Anticipatory bail plea can be moved again only on change in facts or circumstances of case: Kerala High Court

Even though there is no absolute embargo in filing a plea for pre-arrest bail after it has been dismissed once, such a plea can be entertained again only if there is a substantial change in the facts, the Court said.

The Kerala High Court recently observed that there is no absolute bar on filing an application for anticipatory bail a second time after its dismissal or acceptance the first time round. [Suresh KM V State of Kerala & Anr.].

However, Justice Kauser Edappagath added that such a second anticipatory bail plea can be entertained only if there is a change in the facts of the case which necessitates the interference of the Court with the earlier bail order.

“Even though there is no absolute embargo in filing the subsequent application for pre-arrest bail, it can be entertained only if there is a substantial change in the facts and circumstances of the case, which requires the earlier view be interfered with or where, the earlier finding has become obsolete,” the Court said.

Otherwise, an order granting or refusing to grant a pre-arrest bail application is a final order, and the entertainment of a second plea would amount to reviewing such a final order, the Court explained.

The High Court made the observation while dismissing a pre-arrest bail application filed by a man whose first application for anticipatory bail was rejected.

The man stood accused of sexually assaulting a woman and was charged with offences punishable under Sections 354 (outraging modesty of woman) and 511 of 376C (related to punishment for rape) of the Indian Penal Code (IPC).

The Senior Advocate representing the accused contended that in the first application, the Court was not informed that the woman’s husband had a habit of filing frivolous complaints.

The counsel added that since the police had finished their custodial interrogation, the accused man’s arrest was not mandatory.

He contended that the principle of res judicata or estoppel does not apply to criminal jurisprudence.
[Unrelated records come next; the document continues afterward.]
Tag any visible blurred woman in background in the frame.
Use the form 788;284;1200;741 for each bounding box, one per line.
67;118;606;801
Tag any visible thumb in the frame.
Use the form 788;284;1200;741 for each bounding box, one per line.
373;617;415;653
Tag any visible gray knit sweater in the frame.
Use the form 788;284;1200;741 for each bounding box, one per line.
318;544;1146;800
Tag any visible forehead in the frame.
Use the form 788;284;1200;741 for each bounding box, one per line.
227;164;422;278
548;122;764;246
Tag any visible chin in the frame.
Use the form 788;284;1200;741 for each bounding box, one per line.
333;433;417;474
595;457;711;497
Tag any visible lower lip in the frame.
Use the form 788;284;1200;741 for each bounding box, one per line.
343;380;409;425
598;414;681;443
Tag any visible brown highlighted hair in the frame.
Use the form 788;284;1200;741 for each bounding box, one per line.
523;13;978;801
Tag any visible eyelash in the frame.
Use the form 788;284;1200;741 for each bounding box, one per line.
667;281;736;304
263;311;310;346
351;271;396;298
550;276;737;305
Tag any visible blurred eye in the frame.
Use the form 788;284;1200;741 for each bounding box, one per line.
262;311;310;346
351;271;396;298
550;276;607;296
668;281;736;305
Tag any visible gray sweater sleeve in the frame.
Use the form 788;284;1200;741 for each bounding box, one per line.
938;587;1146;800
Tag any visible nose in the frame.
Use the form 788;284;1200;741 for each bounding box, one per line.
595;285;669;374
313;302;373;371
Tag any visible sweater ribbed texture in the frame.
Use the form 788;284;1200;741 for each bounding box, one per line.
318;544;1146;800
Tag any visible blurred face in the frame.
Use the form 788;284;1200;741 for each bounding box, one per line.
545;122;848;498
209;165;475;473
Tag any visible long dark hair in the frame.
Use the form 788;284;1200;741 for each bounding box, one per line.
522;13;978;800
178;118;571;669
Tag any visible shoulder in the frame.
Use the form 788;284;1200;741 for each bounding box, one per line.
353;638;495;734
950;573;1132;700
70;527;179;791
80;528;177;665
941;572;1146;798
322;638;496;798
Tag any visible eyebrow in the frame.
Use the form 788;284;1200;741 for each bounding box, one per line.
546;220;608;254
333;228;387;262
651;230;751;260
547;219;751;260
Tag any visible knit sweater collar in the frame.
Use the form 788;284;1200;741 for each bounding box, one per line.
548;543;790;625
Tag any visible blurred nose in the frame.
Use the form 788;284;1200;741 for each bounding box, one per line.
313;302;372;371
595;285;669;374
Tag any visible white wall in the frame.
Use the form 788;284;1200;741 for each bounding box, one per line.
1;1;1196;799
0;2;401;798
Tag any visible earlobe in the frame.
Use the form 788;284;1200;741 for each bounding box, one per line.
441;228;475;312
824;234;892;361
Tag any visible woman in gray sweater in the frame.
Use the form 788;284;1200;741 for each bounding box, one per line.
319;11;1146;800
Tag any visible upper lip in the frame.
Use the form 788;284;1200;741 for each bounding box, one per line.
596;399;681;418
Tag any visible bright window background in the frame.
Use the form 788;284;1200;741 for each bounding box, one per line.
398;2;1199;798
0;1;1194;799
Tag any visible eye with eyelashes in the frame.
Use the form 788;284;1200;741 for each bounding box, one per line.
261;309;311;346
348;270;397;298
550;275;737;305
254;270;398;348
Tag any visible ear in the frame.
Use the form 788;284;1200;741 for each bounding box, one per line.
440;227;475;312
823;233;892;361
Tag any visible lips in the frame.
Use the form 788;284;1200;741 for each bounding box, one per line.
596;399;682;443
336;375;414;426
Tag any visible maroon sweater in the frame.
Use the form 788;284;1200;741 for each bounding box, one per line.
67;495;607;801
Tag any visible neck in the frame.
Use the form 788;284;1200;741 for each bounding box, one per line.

As such, there is no bar to prevent the accused from filing successive bail applications if there are sufficient grounds, he argued.

The High Court, however, found that the accused man had not submitted any material to prove his allegation that the woman’s husband had filed frivolous petitions.

The Court added that even if the custodial interrogation was not required, that by itself is not a ground to grant anticipatory bail.

The High Court proceeded to dismiss the anticipatory bail plea.